While assisting new Relaxing Retirement members with their transition to Phase II of their financial lives (i.e. retirement) this past month, we were reviewing which group insurance coverages to continue when he fully retired from his company.
In addition to the obvious question about the best health insurance option to choose, the next question was “I assume we should also continue our dental insurance plan?”
By the nature of the question he asked, it appeared obvious to him to continue, and it may to you as well, but I recommend giving it some serious thought to make sure that it is “insurance” you’re buying. After all, his price tag was $120 per month!
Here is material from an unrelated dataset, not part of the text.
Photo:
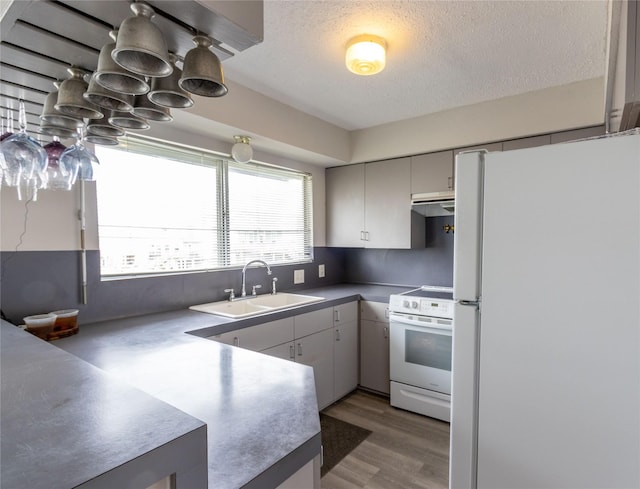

If you’ve worked for a large company for some time and you are used to having dental coverage at little or no cost to you, you’ve become accustomed to having it. It’s usually cost effective under those circumstances and a nice fringe benefit.
However, when you have to foot the entire monthly premium by yourself during Phase II of your financial life, you have to really step back and take a good look at what you’re getting.
3 Questions You Must Ask and Evaluate About Any Insurance
When evaluating any form of insurance, you have to ask yourself three questions:
- “What is my potential financial loss if I don’t have this insurance?”
- “What is the probability that I’ll suffer this loss?”
- “Am I willing to risk absorbing this entire loss myself, or should I pass on some or all of the risk to an insurance company by paying a premium?”
As an example, when evaluating homeowner’s insurance, the obvious answer is, “I’ll lose my entire house in a fire and have to pay a large chunk of money out of my pocket to rebuild it!” Now that’s a financial loss worth insuring (at the right cost).
However, if the cost to rebuild your home in the event of a total loss is $350,000, but the homeowner’s insurance premium to insure against that loss is $350,000 per year, you wouldn’t run out to buy that policy!
There’s no insurance going on there. The insurance company has not absorbed any of the financial risk from you. All they’re doing is holding your $350,000 to give back to you in the event of a loss.
Is There Really Any “Insurance” Here?
In many instances, this is what’s going on with dental insurance. The typical policy pays for a couple of cleanings and a diagnostic exam each year (x-rays, etc.), and possibly a filling.
After that, the policy usually only pays about 50% of your cost for a comprehensive procedure such as a crown or a bridge.
If you stop and evaluate it, the financial loss of having to pay for cleanings, exams, and even a filling every year is minimal. That is typically not a financial risk worth insuring because all you’re doing is getting back the premium you’ve paid.
The real financial risk is the cost of the comprehensive procedure like two current members are dealing with right now where the cost is in excess of $25,000!
This is where you have to evaluate and speak with your dentist about not only the probability of your requiring a procedure like this, but what your dentist’s price would be to perform it.
Once you know those numbers, you can evaluate your downside financial risk and whether dental insurance makes sense for you.
The key, as with any form of insurance, is to insure against the “big loss”. In other words, insure against your house burning to the ground, not a broken window.
If you follow those parameters with all of your insurances, and increase your deductibles, you can save a good amount of money in premiums every year and free up money for things you’d rather spend it on, like going out to dinner!